Abstention on UNESCO Vote Is Not Good Enough

4 minute read
Ideas
Ken Jacobson is Deputy National Director of the Anti-Defamation League

Correction appended Oct. 28, 2016.

There has been much commentary on the voting patterns of UNESCO member countries on several outrageous resolutions on Jerusalem which explicitly or implicitly deny the Jewish connection to Israel and its capital.

It has been noted that the votes reflect the inherent bias of U.N. bodies against Israel. In the General Assembly, for example, there is an automatic majority against Israel regarding any issue surrounding the Israeli-Palestinian conflict.

It has also been noted that the second vote of the executive committee was an improvement over the first in that a number of countries, most notably France, shifted their original yes votes to abstentions.

These shifts seem to signify that those countries recognize, as Secretary-General of UNESCO Irina Bokova has said, that a resolution that ignores the Jewish connection to Jerusalem is inappropriate and harmful. However, for political reasons, pressure from the Islamic world or other concerns about Israeli policy, they could not bring themselves to vote no. An abstention seems to many to be a safe harbor from the roiling surf of international diplomacy.

An abstention, however, misses the true significance of these initiatives and allows a destructive dynamic to continue to operate which stands in the way of Israeli-Palestinian peace and a necessary two-state solution.

Palestinian denial of the Jewish connection to Israel lies at the heart of the conflict that has raged for a hundred years. It is no accident that as we enter 2017, the 100th anniversary of the Balfour Declaration, that Palestinian President Mahmoud Abbas is calling on the British to apologize for that historic pronouncement.

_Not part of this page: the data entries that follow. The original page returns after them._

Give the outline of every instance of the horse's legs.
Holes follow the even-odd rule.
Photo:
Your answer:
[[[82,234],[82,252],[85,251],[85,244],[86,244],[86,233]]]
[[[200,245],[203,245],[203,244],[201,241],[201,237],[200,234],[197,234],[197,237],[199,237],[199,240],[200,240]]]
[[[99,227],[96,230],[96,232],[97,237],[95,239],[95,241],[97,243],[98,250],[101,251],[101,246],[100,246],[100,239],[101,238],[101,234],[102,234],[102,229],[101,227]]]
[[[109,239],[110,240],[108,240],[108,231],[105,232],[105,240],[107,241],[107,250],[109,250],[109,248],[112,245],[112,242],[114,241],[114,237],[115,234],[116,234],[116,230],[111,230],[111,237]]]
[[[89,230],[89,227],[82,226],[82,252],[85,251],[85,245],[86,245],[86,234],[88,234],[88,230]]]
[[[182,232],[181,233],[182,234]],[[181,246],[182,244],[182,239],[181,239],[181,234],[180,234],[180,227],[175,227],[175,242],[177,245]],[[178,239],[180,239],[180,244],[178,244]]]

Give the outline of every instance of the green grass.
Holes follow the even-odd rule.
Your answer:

At the heart of that declaration, and which justifies the birth of the modern state of Israel, was the acknowledgment that the return of the Jewish people to Israel was based on the thousands of years of the centrality of Israel to the existence of the Jews. Balfour understood that one couldn’t properly talk about Jews and their history without referencing Israel.

This denial by the Palestinians, despite every evidentiary record to the contrary, including archeological discoveries regularly made, explains everything else they have done for decades which has prevented peace and has brought so much suffering to their own people, not to mention to Israelis.

After all, if there was no Temple, no Jewish kingdom, no link to Jerusalem, as the Palestinians claim, then Israel is one more colonial invader, with the only difference that their “colonialism” still survives while the others have passed into the dustbin of history.

It means, therefore, that there is no room for compromise. So when the U.N. partitioned Palestine in 1947, which would have created a Jewish state and a Palestinian state, the dominant Palestinian motif was no colonial Jewish state. This led to the war against the Jews, the negation of the Palestinian state, and the beginning of the refugee problem.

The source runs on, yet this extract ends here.